The character set is an abugida, a writing system in which consonants include an inherent vowel sound. The inherent vowel is described as an implied 'a' or 'o', below. Consonants are written horizontally from left to right, with vowels symbols arranged above, below, to the left or to the right of the corresponding consonant or in a combination of those positions.
Thai has its own set of Thai numerals which are based of the Hindu Arabic numeral system (ตัวเลขไทย, tua lek thai), but the standard western Hindu-Arabic numerals (ตัวเลขฮินดูอารบิก, tua lek hindu arabik) are also commonly used.
The Thai alphabet is derived from the Old Khmer script (อักขระเขมร, akchara khamen), which is a southern Brahmic style of writing called Vatteluttu. Vatteluttu was also commonly known as the Pallava script by scholars of Southeast Asian studies such as George Coedes. According to tradition it was created in 1283 by King Ramkhamhaeng the Great (พ่อขุนรามคำแหงมหาราช).
Minor pauses in sentences may be marked by a comma (จุลภาค or ลูกน้ำ, chun lap hâk or lûk nám), and major pauses by a period (มหัพภาค or จุด, ma hàp phâk or chùt), but most often are marked by a blank space (วรรค, wák).
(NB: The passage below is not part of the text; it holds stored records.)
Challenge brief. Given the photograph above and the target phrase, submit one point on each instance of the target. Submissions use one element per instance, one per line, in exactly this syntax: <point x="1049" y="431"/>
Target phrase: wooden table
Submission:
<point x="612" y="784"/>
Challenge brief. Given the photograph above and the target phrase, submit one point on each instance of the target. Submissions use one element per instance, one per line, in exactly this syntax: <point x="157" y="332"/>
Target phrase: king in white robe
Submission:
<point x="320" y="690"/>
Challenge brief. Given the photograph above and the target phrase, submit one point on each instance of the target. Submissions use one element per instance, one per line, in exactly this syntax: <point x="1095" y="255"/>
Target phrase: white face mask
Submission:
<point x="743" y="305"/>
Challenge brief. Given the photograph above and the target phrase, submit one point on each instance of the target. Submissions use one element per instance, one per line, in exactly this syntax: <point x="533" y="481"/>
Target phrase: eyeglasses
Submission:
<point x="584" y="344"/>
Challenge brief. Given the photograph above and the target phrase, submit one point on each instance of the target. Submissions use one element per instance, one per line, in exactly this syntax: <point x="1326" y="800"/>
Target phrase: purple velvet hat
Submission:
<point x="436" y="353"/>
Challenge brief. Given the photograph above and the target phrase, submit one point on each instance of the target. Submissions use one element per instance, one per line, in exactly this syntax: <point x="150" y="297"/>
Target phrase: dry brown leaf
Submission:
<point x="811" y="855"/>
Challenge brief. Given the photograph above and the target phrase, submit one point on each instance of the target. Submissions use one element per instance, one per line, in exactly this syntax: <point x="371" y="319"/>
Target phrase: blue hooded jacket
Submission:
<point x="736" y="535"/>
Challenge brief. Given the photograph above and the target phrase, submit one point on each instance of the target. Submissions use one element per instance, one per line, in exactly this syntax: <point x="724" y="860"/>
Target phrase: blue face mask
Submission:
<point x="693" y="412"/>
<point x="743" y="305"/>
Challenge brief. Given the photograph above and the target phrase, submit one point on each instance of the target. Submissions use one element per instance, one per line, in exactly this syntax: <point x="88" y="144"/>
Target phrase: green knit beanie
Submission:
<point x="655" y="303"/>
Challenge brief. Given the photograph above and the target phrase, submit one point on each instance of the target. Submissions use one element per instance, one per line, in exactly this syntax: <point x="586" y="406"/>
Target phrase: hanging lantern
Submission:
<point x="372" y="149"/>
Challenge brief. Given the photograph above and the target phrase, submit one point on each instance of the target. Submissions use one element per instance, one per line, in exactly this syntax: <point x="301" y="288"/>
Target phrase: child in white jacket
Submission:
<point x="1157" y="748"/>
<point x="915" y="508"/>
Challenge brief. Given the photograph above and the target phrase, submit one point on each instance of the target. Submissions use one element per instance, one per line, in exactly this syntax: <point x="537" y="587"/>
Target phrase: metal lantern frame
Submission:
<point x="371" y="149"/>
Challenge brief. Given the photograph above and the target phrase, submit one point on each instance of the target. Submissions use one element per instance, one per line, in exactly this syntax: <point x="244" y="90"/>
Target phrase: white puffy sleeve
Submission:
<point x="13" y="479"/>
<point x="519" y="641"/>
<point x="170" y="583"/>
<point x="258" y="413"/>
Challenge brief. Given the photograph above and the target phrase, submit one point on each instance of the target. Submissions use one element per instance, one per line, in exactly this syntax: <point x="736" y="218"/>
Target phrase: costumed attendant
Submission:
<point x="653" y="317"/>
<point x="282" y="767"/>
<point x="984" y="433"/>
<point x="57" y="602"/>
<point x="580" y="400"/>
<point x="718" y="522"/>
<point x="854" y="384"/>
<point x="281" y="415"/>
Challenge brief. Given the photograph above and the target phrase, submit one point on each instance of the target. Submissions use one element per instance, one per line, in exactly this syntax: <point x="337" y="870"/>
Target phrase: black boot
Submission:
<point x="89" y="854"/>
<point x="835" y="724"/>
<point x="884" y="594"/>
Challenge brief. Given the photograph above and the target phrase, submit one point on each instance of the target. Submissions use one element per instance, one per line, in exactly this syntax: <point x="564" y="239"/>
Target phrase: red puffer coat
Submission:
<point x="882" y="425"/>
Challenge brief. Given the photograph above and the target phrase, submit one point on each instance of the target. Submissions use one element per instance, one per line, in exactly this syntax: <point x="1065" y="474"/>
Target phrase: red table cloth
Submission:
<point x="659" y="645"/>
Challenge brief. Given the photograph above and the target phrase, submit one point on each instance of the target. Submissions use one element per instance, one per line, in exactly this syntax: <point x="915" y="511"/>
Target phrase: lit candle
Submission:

A bird's eye ๏ (ตาไก่, ta kài), officially called (ฟองมัน, fong man), formerly indicated paragraphs, but is now obsolete.
Thai writing also uses quotation marks (อัญประกาศ, an-yá-prà-kàt) and parentheses (round brackets) (วงเล็บ, wong lép), but not square brackets or braces.
To aid learning, each consonant is traditionally associated with a Thai word that either starts with the same sound, or features it prominently. For example, the name of the letter ข is kho khai (ข ไข่), in which kho is the sound it represents, and khai (ไข่) is a word which starts with the same sound and means "egg".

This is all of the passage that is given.